Implementation in Python:

# compute the absolute correlation matrix between the original and resampled 
# v weights
def cor_matrix(X,Y):
    X = (X - X.mean(axis=0)) / X.std(axis=0)
    Y = (Y - Y.mean(axis=0)) / Y.std(axis=0)
    cor_matrix = np.dot(X.T, Y) / X.shape[0]
    return cor_matrix

def reorderCCA(v_org,v_res,u_org,u_res,cors_org,cors_res):

    cor_matrix_abs = np.abs(cor_matrix(v_org,v_res))
    res_match = np.argmax(cor_matrix_abs,axis=1)
    res_cor = np.amax(cor_matrix_abs,axis=1)
    res_match_count = len(np.unique(res_match))

    # now reorder the u and v weights from the resampled CCA based on the correlation matches
    u_res_ordered = u_res[:,res_match]
    v_res_ordered = v_res[:,res_match]
    cors_final = cors_res[res_match]

    # for each v variate get the 'mean' sign for both original and resampled v
    signs_org = np.sign(np.mean(np.sign(v_org),axis=0))
    signs_res = np.sign(np.mean(np.sign(v_res_ordered),axis=0))

    # compute element wise product
    signs_prod = (signs_org * signs_res).reshape(-1,1)

    # change the signs of u and v of the resampled cca
    u_final = (u_res_ordered.T * signs_prod).T
    v_final = (v_res_ordered.T * signs_prod).T

    # if you can't exclusively assign one resampled v to one original v, return
    # nans
    if res_match_count < u_org.shape[1]:
        u_na = np.empty(u_org.shape)
        u_na[:] = np.nan
        v_na = np.empty(v_org.shape)
        v_na[:] = np.nan    
        cors_na = np.repeat(np.nan,u_org.shape[1])
        res_match_na = np.repeat(np.nan,u_org.shape[1])
        res_cor_na = np.repeat(np.nan,u_org.shape[1])
        res_one_reorder = [u_na,v_na,cors_na,res_match_na,res_cor_na]
    else: 
        res_one_reorder = [u_final,v_final,cors_final,res_match,res_cor]

    return res_one_reorder
JohannesWiesner commented 2 years ago

I am not sure if this function makes sense. Xia et al. refer to this paper (Mišić et al.)

Matching Decompositions From Original and Resampled Matrices The decompositions of both permuted and bootstrap-resampled data matrices are not guaranteed to produce a set of LVs comparable with the ones derived from the original data matrix, because both types of resampling could induce arbitrary axis rotation (a change in the order of LVs) or axis reflection (a sign change for the weights). As a result, Procrustes rotations are used to match the resampled LVs to the original LVs (McIntosh and Lobaugh 2004).

But here Procrustes Rotations are used to match resampled to original variates.
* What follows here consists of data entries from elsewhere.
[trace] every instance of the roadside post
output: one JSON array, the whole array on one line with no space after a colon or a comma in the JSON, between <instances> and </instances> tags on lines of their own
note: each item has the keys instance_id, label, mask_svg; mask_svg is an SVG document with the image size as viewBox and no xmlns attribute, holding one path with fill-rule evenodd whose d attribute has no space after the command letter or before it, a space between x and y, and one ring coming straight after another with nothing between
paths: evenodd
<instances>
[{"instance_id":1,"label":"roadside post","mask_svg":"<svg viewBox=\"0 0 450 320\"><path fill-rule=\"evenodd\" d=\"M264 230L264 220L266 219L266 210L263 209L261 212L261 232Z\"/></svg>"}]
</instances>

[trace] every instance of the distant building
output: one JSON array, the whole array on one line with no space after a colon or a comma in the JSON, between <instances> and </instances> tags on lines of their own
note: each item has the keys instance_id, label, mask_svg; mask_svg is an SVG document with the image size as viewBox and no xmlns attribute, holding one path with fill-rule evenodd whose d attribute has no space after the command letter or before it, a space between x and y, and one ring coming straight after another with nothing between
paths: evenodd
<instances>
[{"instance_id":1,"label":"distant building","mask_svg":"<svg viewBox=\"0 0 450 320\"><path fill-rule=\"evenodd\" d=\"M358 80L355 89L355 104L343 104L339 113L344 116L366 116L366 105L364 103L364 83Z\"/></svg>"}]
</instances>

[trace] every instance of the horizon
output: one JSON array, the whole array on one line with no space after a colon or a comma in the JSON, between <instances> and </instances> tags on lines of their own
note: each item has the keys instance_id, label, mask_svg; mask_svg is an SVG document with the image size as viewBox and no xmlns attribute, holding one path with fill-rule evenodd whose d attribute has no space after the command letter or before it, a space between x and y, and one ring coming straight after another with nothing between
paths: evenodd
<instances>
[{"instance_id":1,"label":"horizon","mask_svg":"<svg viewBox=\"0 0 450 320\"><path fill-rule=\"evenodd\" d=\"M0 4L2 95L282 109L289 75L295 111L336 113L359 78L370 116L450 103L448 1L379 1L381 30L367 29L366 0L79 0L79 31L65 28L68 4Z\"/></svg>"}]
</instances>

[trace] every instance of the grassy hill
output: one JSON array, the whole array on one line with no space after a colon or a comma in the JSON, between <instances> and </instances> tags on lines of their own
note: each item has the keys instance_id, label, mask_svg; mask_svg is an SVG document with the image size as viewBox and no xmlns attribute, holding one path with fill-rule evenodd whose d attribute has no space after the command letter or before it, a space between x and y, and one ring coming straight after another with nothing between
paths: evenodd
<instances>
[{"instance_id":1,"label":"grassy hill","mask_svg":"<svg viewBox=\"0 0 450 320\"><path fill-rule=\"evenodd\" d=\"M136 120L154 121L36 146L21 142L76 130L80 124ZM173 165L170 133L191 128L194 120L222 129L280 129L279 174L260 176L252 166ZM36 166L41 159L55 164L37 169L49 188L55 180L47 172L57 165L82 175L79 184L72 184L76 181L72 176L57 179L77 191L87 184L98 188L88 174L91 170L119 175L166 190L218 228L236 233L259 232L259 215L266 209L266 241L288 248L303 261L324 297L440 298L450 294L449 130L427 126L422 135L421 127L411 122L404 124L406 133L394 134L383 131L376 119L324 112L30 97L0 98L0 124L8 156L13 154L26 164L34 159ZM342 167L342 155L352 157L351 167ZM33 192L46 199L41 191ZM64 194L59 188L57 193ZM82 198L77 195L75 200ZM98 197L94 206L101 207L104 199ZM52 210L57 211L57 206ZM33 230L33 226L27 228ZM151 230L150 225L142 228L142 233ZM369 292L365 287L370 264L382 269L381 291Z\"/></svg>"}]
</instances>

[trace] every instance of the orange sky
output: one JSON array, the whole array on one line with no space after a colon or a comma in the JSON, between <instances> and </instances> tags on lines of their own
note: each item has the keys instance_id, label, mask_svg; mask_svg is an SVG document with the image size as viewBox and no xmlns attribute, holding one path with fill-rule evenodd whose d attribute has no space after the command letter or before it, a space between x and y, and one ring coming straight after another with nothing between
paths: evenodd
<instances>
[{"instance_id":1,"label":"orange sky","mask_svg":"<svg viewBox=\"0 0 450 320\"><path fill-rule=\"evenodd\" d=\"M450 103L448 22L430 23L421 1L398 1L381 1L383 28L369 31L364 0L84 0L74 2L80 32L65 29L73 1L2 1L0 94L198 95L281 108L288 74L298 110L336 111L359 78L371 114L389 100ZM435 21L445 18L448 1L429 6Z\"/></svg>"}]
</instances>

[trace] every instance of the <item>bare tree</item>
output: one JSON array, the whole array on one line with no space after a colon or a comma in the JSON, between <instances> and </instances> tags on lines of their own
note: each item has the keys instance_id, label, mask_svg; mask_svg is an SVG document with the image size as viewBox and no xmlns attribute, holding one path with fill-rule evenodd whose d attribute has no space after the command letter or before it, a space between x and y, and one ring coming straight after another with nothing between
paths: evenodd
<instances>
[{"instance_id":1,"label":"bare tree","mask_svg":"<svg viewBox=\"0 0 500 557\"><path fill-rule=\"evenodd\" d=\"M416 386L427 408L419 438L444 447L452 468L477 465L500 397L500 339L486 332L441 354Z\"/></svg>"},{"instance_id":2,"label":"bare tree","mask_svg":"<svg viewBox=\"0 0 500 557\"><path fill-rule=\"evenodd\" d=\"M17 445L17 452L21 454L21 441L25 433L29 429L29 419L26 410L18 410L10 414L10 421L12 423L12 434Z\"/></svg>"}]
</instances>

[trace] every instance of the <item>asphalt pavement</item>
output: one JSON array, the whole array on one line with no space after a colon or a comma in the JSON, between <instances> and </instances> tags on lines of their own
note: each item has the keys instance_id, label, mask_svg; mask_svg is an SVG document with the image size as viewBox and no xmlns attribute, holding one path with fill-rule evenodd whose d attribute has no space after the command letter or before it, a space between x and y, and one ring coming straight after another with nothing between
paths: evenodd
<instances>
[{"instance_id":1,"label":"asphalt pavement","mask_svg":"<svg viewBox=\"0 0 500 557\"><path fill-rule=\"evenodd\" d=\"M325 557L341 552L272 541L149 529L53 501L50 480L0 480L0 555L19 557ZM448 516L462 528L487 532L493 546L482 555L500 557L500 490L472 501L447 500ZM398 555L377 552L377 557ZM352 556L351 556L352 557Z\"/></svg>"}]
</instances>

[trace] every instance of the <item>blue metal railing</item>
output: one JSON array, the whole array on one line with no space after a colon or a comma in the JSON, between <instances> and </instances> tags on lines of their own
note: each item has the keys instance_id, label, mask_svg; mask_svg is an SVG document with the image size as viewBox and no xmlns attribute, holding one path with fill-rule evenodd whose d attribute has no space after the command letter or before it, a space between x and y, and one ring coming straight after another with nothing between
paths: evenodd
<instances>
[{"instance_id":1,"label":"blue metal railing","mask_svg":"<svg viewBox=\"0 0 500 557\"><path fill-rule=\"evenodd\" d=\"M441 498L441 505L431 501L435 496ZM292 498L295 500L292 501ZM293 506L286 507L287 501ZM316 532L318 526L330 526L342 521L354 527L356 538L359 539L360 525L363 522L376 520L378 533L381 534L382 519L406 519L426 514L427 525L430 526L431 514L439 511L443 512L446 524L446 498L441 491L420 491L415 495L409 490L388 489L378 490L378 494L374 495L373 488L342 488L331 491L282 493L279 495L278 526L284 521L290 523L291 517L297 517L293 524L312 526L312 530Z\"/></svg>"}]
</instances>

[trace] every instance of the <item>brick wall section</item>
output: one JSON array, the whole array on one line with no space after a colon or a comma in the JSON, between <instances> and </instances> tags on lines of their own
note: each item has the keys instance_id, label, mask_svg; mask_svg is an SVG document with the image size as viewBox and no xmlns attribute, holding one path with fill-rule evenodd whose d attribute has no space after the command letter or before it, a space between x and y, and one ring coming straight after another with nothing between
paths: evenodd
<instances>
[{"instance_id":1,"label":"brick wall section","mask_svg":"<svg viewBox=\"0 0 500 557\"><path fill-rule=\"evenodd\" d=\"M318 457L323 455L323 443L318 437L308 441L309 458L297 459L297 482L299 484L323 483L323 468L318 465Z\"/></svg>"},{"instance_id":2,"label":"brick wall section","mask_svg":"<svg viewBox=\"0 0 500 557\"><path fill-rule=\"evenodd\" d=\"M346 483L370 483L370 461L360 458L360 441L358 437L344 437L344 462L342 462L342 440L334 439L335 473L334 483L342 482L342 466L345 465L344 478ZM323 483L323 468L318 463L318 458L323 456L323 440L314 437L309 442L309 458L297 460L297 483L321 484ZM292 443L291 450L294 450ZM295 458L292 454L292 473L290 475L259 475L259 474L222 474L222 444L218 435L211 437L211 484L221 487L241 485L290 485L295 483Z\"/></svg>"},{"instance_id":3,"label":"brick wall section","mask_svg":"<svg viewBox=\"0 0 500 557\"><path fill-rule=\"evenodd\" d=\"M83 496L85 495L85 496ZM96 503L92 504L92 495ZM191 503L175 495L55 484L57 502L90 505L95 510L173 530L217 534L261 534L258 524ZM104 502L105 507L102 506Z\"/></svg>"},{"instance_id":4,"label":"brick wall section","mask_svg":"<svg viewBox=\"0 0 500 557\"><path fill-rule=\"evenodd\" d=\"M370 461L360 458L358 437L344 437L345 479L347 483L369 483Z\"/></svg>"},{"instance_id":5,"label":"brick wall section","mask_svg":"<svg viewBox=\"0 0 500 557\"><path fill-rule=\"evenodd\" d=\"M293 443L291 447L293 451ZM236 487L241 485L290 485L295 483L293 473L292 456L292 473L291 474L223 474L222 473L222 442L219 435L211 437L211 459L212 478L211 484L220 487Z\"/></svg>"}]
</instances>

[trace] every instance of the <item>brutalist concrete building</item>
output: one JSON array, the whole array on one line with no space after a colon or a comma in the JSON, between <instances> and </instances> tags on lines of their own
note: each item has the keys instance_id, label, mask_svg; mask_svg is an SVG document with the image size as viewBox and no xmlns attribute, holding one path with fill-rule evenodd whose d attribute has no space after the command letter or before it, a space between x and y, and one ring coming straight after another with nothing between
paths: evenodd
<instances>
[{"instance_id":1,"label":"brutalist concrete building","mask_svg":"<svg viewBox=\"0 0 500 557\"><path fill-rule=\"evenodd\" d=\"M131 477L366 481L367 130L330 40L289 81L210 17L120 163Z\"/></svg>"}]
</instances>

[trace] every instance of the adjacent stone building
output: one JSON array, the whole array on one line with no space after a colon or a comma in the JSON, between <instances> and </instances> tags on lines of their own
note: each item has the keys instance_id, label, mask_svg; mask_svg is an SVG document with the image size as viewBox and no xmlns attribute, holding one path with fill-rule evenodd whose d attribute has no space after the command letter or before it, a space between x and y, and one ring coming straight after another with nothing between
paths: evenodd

I am not sure if the function above from Xia et al. is Procrustes Rotation?

JohannesWiesner commented 2 years ago

I guess the whole issue could also be renamed to: "Implement Procrustes Rotation for resampling purposes (bootstrapping, permutation)".

For completeness:

Here's the implementation from pyls: https://github.com/netneurolab/pypyls/blob/d8a19d564cc5804249527b68c937df3a5fd8c7cc/pyls/compute.py#L240

This package might help: https://procrustes.readthedocs.io/en/latest/

Maybe also this: https://github.com/MaxHalford/prince#generalized-procrustes-analysis-gpa

JohannesWiesner commented 1 year ago

Any update on this? I might start to work on this with my colleagues on this :)

Also posted a question on this on CrossValidated

jameschapman19 commented 1 year ago

Apologies for never having responded! Must have caught me at a busy time. Not done anything myself, as ever welcome any contributions that are of practical use to people :)

jameschapman19 commented 1 year ago

Spent some time making sure everything works with scikit-learn permutation testing stuff so that might be relevant/helpful

JohannesWiesner commented 1 year ago

In a nutshell: If we are only considering one variate, we can simply take the absolute values of the loadings/weights. But once you got more variates, you may end up in situations where you have a different order of the variates but still similar weights (similar relationship of variables when only considering each variate in isolation). In this case, Procrustes rotation may help. Not sure, however, what some statisticians would say about this because a different order of variates might inherently also be an indicator of bad reliability.